晚饭间,好不容易回家的杜启生只扔下这么一句冷冰冰的话。
杜逸端着碗,根本吃不出滋味。
白霞哽咽的问:“威威病的严重吗?”
杜逸说:“瘦了。”
“像他这样的人,不吃点苦受点罪,就不知道人活着是怎么回事。”杜启生毫不心疼似的,眼睛都不抬。
杜逸心里不舒服:“爸,为什么一定要他吃苦受罪呢,我们让他高高兴兴的不好吗?”
杜启生道:“我原本也这么想,可你看他真是什么事都干得出来。”
杜逸叹息:“给他自由的话,也不失为一种方法,他总有一天会明白自己要怎么样的。”
杜启生瞟了大儿子一眼:“你少说两句,自己也好不到哪去,谈个女朋友和谈了个仇人一样。”
杜逸感觉非常累,他忽然问了句:“爸,妈,要是我定下来,你们可不可以别再管小威了?”
白霞疑惑的抬眼。
杜逸皱了皱眉:“我要是和蒋雨裳结婚,你们就别一直和杜威吵了,行吗?”
“这是两回事。

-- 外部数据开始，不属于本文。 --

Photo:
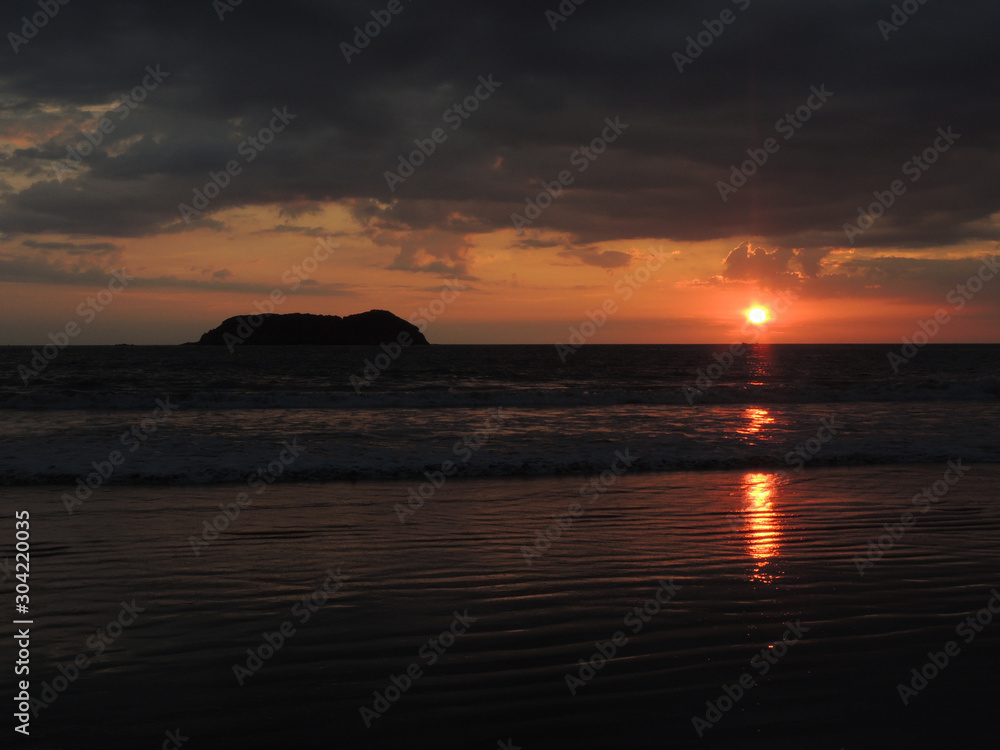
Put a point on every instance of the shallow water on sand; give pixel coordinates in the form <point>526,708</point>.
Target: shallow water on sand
<point>746,554</point>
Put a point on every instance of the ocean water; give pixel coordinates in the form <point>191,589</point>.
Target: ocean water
<point>443,548</point>
<point>675,407</point>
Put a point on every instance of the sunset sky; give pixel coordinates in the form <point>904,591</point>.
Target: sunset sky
<point>506,95</point>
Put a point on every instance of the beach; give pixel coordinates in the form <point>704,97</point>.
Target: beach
<point>464,623</point>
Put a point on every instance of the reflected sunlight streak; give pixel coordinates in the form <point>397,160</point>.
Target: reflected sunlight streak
<point>762,523</point>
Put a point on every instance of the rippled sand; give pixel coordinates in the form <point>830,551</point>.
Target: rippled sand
<point>746,556</point>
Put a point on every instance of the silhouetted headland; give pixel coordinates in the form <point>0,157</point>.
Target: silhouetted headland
<point>371,328</point>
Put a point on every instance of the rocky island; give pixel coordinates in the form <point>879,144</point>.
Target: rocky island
<point>302,329</point>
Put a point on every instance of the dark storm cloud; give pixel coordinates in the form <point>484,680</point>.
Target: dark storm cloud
<point>658,179</point>
<point>34,271</point>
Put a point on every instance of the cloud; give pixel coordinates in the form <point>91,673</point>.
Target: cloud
<point>659,179</point>
<point>766,267</point>
<point>593,256</point>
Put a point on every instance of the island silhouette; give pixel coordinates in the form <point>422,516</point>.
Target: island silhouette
<point>373,328</point>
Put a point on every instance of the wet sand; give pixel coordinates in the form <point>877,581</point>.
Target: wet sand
<point>489,595</point>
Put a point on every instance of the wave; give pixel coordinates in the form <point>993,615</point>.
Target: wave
<point>181,468</point>
<point>979,389</point>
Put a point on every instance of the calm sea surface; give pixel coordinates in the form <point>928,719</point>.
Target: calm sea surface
<point>426,563</point>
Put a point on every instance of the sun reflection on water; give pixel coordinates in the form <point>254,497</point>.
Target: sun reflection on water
<point>762,525</point>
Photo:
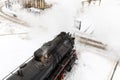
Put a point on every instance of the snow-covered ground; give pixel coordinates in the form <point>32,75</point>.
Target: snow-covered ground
<point>92,63</point>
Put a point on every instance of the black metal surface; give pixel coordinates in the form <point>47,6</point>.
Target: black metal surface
<point>40,69</point>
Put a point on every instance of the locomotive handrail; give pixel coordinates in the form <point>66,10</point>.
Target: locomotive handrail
<point>17,68</point>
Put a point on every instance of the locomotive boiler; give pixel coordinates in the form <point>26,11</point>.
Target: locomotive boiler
<point>50,61</point>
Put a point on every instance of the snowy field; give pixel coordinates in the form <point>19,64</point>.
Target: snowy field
<point>18,43</point>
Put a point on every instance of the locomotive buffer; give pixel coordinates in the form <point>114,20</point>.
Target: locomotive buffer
<point>49,62</point>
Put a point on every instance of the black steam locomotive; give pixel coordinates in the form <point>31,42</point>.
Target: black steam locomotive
<point>50,61</point>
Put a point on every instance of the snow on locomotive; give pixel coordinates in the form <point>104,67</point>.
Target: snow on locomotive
<point>50,61</point>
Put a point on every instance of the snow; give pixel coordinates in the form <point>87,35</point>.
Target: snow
<point>92,64</point>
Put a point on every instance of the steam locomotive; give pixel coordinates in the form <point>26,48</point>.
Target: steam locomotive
<point>50,61</point>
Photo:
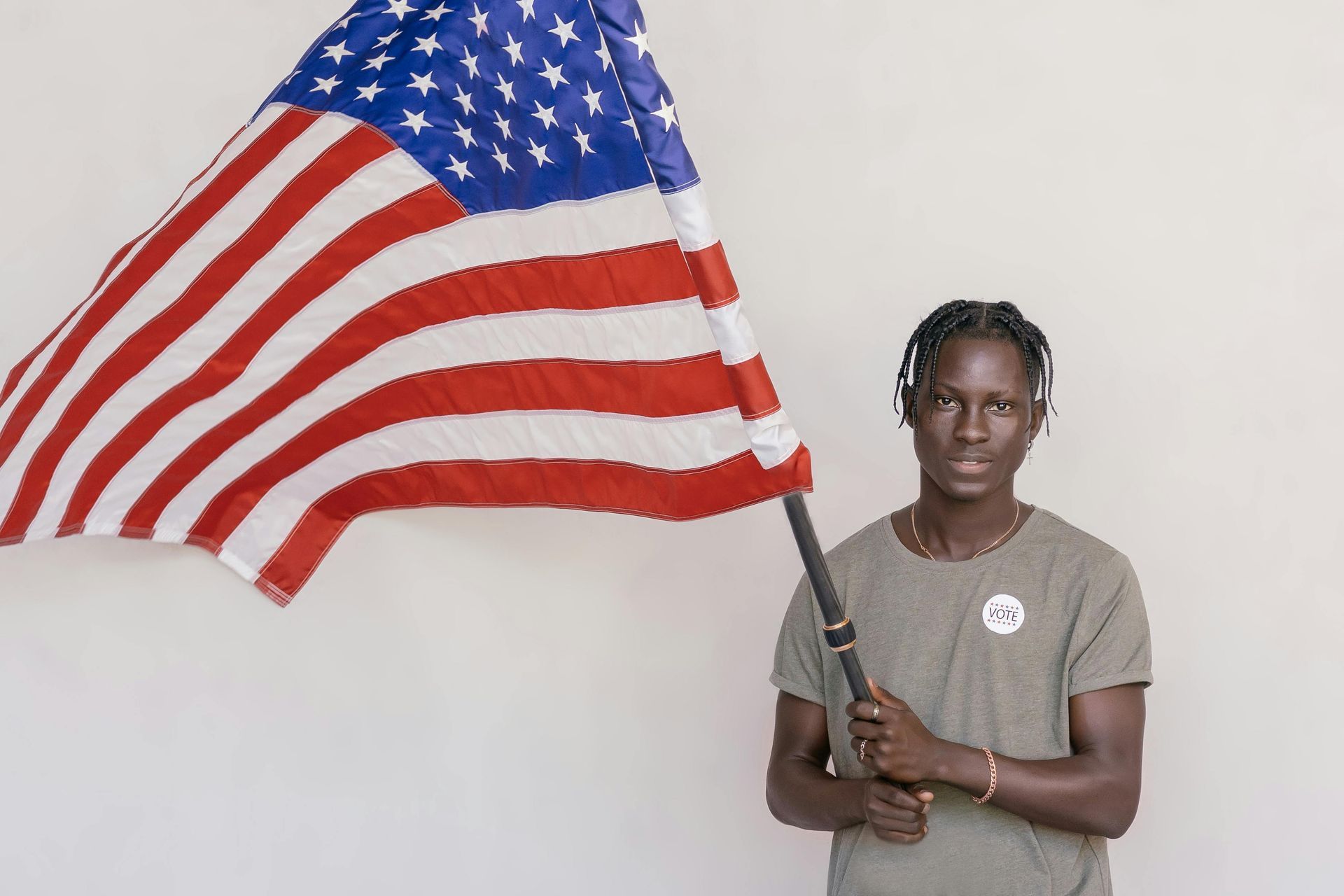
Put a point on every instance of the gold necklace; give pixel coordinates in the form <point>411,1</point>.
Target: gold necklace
<point>1016,511</point>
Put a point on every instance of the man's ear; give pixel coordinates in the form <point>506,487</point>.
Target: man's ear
<point>1038,416</point>
<point>907,400</point>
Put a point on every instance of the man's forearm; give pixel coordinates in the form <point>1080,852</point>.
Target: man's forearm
<point>1079,793</point>
<point>803,796</point>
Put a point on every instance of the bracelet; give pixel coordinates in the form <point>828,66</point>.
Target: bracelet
<point>993,778</point>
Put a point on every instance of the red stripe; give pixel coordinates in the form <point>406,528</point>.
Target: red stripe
<point>753,388</point>
<point>620,488</point>
<point>648,388</point>
<point>17,374</point>
<point>320,178</point>
<point>609,280</point>
<point>713,276</point>
<point>750,382</point>
<point>425,210</point>
<point>147,264</point>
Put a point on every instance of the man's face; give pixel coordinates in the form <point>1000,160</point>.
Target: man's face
<point>974,434</point>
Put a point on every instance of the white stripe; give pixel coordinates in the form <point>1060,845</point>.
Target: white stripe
<point>167,285</point>
<point>671,444</point>
<point>647,332</point>
<point>733,333</point>
<point>773,440</point>
<point>561,229</point>
<point>377,186</point>
<point>690,213</point>
<point>241,141</point>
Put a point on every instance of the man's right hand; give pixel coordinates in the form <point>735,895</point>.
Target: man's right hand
<point>898,816</point>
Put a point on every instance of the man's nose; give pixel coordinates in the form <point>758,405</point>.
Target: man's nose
<point>971,428</point>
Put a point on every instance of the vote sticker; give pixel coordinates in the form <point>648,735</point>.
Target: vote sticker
<point>1003,614</point>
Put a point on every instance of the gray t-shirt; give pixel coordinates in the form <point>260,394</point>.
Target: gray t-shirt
<point>987,652</point>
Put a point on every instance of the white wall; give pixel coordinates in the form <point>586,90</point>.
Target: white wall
<point>518,700</point>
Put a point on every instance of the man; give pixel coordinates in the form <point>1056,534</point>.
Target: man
<point>1008,653</point>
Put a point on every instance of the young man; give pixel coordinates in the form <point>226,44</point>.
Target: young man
<point>1008,652</point>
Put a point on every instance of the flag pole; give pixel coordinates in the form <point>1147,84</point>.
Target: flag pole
<point>839,631</point>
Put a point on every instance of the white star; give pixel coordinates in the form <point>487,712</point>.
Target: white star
<point>337,51</point>
<point>470,61</point>
<point>603,52</point>
<point>370,92</point>
<point>582,140</point>
<point>326,85</point>
<point>514,49</point>
<point>547,115</point>
<point>464,99</point>
<point>464,134</point>
<point>458,168</point>
<point>479,20</point>
<point>422,83</point>
<point>553,74</point>
<point>565,31</point>
<point>429,45</point>
<point>400,8</point>
<point>539,153</point>
<point>507,89</point>
<point>667,113</point>
<point>640,39</point>
<point>594,99</point>
<point>416,121</point>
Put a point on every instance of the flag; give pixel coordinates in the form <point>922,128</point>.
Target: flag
<point>458,257</point>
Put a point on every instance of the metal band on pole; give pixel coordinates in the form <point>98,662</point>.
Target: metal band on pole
<point>838,629</point>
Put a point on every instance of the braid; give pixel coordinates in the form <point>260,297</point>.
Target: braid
<point>976,320</point>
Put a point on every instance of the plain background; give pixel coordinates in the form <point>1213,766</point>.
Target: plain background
<point>515,700</point>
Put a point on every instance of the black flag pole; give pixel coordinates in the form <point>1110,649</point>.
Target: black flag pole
<point>840,633</point>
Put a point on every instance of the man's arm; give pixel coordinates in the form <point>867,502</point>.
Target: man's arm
<point>1094,792</point>
<point>800,792</point>
<point>797,788</point>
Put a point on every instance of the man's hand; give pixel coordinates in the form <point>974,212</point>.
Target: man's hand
<point>899,747</point>
<point>897,816</point>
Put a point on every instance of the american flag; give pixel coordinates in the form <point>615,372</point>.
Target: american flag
<point>458,257</point>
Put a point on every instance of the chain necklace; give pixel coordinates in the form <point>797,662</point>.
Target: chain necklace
<point>1016,511</point>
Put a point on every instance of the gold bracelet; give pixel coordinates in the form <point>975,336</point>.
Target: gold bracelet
<point>993,778</point>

”杜启生冷冰冰的回答。
杜逸放下筷子:“这是一回事,爸爸妈妈,你们就当只生了我一个儿子吧,你们想要的我都能做到,就别为难他了,算我求你们,我真没求过你们什么事。”
白霞喃喃道:“我不信威威会喜欢男人。”
杜逸紧握住自己的手:“现在不是你信不信的问题,是你什么时候能接受的问题,我不想看到杜威因为这个,最后连家都没有。”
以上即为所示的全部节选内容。